Deep Learning

These notes focus primarily on evaluating a binary classification problem.

Accuracy, Precision, Recall and F1-score

One possible measure to evaluate binary classification models is Accuracy (1.1), i.e., the fraction of predictions we got right:

$$ Accuracy = \frac{TP+TN}{TP+TN+FP+FN} …(1.1) $$

in which:

TP: True Position, which is an outcome where the model correctly predicts the positive class.

TN: True Negative, which is an outcome where the model correctly predicts the negative class.

FP: False Position, which is an outcome where the model incorrectly predicts the positive class.

FN: False Negative, which is an outcome where the model incorrectly predicts the negative class.

However, in many cases, accuracy is a poor or misleading metric:

Most often when different kinds of mistakes have different costs.
Typical case includes class imbalance, when positives or negatives are extremely rare.

For class-imbalanced problems, it is useful to separate out different kinds of errors, such as Precision (1.2) and Recall (1.3):

$$ Precision = \frac{TP}{TP+FP}…(1.2) $$

$$ Recall = \frac{TP}{TP+FN}…(1.3) $$

Precision answers the question of what proportion of positive identifications was actually correct. Recall answers the question of what proportion of actual positives was identified correctly.

If model A has better precision and better recall than model B, then model A is probably better.

F1 score (also called F-score or F-measure) (1.4) is the of precision and recall.

$$ F_1=\Bigg(\frac{precision^{-1}+recall^{-1}}{2} \Bigg)^{-1} …(1.4) $$

The importance of the F1 score is different based on the scenario. Lets assume the target variable is a binary label.

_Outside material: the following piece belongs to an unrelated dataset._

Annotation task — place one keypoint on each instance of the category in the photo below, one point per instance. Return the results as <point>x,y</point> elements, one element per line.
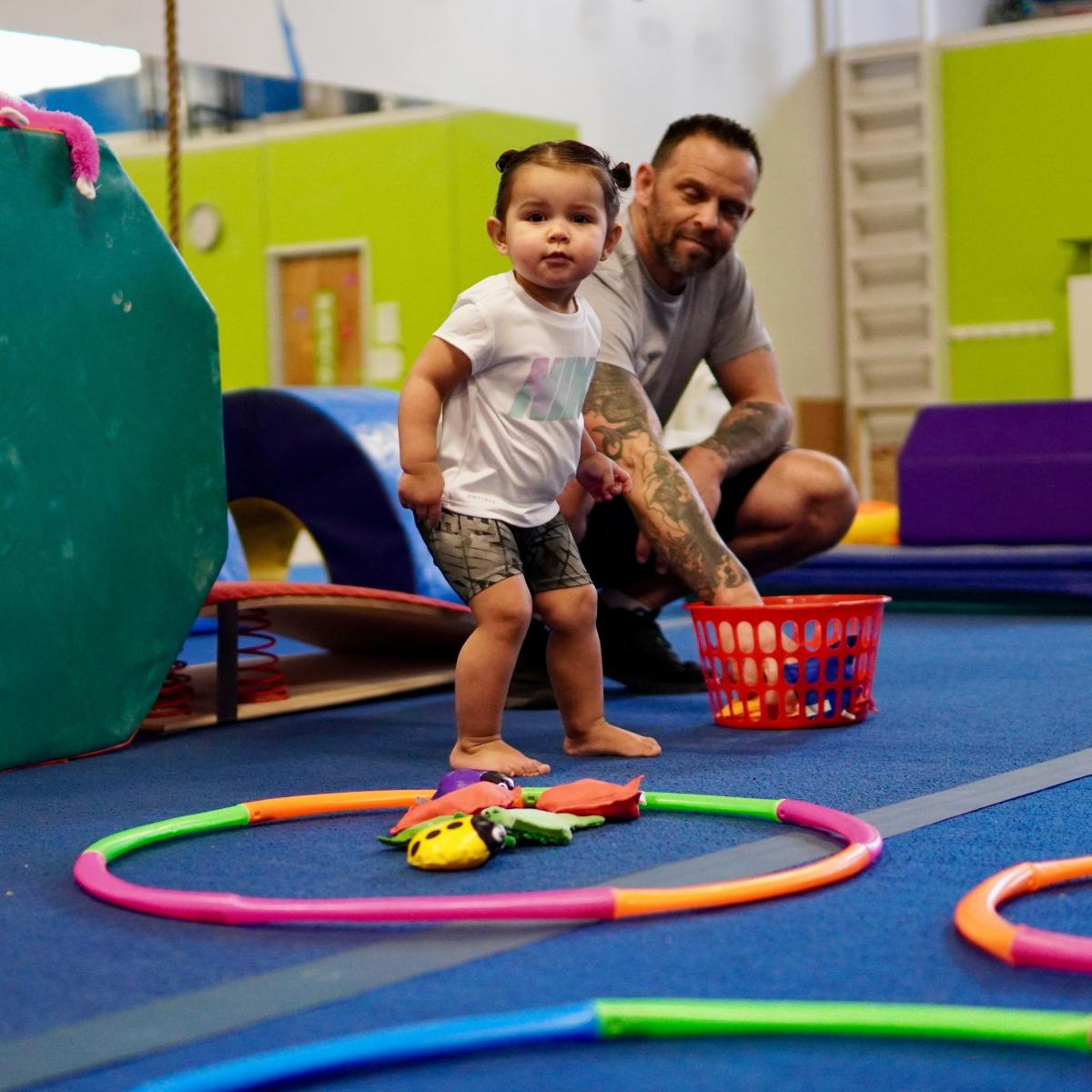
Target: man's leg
<point>800,503</point>
<point>773,516</point>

Balanced class: In this situation, the F1 score can effectively be ignored, the mis-classification rate is key.
Unbalanced class, but both classes are important: If the class distribution is highly skewed (such as 80:20 or 90:10), then a classifier can get a low mis-classification rate simply by choosing the majority class. In such a situation, I would choose the classifier that gets high F1 scores on both classes, as well as low mis-classification rate. A classifier that gets low F1-scores should be overlooked.
Unbalanced class, but one class if more important that the other. E.g., in Fraud detection, it is more important to correctly label an instance as fraudulent, as opposed to labeling the non-fraudulent one. In this case, I would pick the classifier that has a good F1 score only on the important class. Recall that the F1-score is available per class.

ROC Curve and AUC

An ROC curve (receiver operating characteristic curve) is a graph showing the performance of a classification model at all classification thresholds.

The ROC is also known as a relative operating characteristic curve, because it is a comparison of two operating characteristics (TPR and FPR) as the criterion changes.

This curve plots two parameters:

True Positive Rate, a.k.a sensitivity, recall, hit rate.
False Positive Rate, a.k.a fall-out.

AUC stands for “Area under the ROC Curve”. That is, AUC measures the entire two-dimensional area underneath the entire ROC curve (think integral calculus) from (0,0) to (1,1).

AUC provides an aggregate measure of performance across all possible classification thresholds. One way of interpreting AUC is as the probability that the model ranks a random positive example more highly than a random negative example.

An optimum observer required to give a yes or no answer simply chooses an operating level and concludes that the receiver input arose from signal plus noise only when this level is exceeded by the output of his likelihood ratio receiver. Associated with each such operating level are conditional probabilities that the answer is a false alarm and the conditional probability of detection. Graphs of these quantities called receiver operating characteristic, or ROC, curves are convenient for evaluating a receiver. If the detection problem is changed by varying, for example, the signal power, then a family of ROC curves is generated. Such things as betting curves can easily be obtained from such a family.— Peterson, W., Birdsall, T., Fox, W. (1954). The theory of signal detectability, Transactions of the IRE Professional Group on Information Theory, 4, 4, pp. 171 - 212.